Having noticed that stromal cells were impacted by chemotherapy while cancer cells remain intact, the team wanted to determine if stromal injury by chemotherapy and the subsequent release of secretory factors was causing cancer dormancy escape.
“To investigate this, we utilized multiplex cytokine assay to determine levels of 32 secretory cytokines, chemokines, and growth factors in the culture supernatant,” Dr Ganesen explained.
“We observed that following a single dose of chemotherapy, the luminescence intensity increased significantly over time compared to controls.
“We also confirmed this by hematoxylin and eosin (HE) staining of the mfp at the end of study, wherein a single dose of docetaxel resulted in an increase in the size of tumour lesion in the mammary tissue compared to the vehicle-treated control mice.”
The most significantly enriched genes after docetaxel treatment were known protumor genes such as Fth1, Lcn2, Cxcl5, Tubb5, Tuba1a, Tubb4b, and Hmox1, which have been implicated in chemoresistance, breast cancer tumorigenesis, invasiveness, metastatic colonization, and cancer cell survival.

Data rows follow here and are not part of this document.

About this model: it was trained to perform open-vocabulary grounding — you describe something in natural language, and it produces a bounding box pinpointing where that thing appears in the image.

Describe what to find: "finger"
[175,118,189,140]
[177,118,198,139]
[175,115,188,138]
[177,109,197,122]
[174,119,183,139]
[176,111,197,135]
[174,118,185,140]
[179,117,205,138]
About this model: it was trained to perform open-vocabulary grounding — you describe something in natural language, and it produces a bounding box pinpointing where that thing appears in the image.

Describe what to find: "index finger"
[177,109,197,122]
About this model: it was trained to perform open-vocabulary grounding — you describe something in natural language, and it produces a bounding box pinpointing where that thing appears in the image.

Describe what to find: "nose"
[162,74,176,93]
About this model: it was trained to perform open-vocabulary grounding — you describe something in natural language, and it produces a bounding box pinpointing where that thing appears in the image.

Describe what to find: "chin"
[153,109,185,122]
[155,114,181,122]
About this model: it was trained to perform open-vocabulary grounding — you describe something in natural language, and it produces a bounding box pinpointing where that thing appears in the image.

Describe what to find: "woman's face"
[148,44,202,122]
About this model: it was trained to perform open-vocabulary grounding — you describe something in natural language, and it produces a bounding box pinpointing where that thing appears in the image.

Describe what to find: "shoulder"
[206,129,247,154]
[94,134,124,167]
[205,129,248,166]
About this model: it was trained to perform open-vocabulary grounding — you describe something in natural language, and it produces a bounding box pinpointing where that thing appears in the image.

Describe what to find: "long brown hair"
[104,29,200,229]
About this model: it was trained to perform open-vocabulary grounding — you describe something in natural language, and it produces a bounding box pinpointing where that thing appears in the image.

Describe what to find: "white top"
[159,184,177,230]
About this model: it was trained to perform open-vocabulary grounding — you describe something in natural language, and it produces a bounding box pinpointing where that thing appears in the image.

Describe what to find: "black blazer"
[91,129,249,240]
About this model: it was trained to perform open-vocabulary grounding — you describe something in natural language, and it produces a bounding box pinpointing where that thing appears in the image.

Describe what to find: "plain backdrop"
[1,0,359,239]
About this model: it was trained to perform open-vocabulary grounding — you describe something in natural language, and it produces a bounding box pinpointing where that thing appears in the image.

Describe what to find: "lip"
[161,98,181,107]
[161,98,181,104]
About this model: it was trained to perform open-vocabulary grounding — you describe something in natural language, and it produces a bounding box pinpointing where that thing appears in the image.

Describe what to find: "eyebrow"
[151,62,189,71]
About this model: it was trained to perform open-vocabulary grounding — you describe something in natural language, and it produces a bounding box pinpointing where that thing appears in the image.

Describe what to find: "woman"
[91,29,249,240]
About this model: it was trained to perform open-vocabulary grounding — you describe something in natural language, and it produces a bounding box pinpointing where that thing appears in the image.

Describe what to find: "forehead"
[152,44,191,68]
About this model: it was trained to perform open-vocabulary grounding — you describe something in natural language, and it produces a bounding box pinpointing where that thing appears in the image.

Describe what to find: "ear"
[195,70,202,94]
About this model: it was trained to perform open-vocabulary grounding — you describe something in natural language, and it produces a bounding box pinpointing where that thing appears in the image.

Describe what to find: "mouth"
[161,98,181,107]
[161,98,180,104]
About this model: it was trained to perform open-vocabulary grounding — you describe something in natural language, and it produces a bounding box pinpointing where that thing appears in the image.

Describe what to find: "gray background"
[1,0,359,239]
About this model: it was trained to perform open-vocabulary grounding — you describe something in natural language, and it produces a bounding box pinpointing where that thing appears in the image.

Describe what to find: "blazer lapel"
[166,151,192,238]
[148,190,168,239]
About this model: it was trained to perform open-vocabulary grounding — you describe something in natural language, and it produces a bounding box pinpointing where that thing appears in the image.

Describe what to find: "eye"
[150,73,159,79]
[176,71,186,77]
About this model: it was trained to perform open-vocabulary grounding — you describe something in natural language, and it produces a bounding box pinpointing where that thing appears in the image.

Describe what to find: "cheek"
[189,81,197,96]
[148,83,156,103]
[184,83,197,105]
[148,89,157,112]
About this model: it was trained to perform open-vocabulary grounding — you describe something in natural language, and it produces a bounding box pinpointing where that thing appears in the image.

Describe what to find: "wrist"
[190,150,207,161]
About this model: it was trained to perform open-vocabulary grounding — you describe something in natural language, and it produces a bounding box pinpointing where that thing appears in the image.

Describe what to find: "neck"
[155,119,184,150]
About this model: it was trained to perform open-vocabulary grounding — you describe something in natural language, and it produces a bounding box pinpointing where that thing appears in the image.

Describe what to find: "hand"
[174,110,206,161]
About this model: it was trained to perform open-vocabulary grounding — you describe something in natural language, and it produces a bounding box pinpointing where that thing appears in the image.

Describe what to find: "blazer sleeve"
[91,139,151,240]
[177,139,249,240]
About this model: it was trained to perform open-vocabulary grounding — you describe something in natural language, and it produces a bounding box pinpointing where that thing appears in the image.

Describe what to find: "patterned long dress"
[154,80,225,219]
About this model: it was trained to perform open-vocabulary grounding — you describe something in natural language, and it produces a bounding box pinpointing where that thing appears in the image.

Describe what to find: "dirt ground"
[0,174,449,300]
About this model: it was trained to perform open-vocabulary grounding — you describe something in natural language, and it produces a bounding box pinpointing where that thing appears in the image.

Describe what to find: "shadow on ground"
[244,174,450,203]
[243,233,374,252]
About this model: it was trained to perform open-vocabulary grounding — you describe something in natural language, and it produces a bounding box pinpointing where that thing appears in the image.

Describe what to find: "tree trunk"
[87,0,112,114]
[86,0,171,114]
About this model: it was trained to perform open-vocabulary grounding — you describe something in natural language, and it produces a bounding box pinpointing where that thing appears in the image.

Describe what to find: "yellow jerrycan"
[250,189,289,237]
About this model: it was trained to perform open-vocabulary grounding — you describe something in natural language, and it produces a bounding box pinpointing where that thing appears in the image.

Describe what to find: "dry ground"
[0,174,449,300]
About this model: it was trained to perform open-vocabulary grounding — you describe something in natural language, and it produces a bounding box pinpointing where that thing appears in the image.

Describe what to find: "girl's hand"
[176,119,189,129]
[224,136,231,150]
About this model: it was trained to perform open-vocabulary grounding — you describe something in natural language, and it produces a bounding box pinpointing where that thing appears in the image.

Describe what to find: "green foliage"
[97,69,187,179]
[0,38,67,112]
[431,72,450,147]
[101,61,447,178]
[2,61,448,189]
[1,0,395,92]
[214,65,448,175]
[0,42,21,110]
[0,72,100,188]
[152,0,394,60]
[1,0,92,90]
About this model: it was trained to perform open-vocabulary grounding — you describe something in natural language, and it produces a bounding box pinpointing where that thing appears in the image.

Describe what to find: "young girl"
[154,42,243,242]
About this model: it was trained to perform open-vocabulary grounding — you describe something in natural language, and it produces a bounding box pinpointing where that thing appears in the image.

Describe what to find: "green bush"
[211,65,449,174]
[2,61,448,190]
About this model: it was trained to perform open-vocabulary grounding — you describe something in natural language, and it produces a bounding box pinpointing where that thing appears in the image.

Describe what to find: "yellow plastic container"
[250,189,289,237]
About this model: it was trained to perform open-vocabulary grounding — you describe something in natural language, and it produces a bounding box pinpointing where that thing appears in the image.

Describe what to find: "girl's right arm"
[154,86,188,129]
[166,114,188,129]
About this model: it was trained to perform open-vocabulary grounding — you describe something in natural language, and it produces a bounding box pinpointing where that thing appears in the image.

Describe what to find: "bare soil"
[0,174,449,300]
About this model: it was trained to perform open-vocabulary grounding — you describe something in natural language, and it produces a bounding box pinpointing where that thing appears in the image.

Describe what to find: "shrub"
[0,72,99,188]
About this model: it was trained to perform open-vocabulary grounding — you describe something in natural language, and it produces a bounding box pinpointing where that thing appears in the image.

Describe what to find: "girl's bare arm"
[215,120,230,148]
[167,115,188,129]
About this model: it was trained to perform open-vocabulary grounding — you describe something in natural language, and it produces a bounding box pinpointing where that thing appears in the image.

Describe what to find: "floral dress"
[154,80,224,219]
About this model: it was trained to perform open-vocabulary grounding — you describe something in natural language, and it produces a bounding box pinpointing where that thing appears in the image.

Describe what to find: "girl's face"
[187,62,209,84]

“Some studies have shown that chemotherapeutics induce dormancy in highly proliferating cancer cells, while others have shown chemotherapy induces cancer proliferation and metastasis. Our study supports the latter view, and these findings have several important implications,” the authors concluded.
“First, they highlight the importance of surrounding cells, not just the cancer cells themselves, in determining the response to chemotherapy.
“Second, they provide a possible mechanistic foundation for the observation that high serum levels of IL-6 are associated with early recurrence in breast cancer patients receiving chemotherapy, potentially strengthening the utility of that biomarker in planning treatment.
“Third, they provide new targets for preventing recurrence.”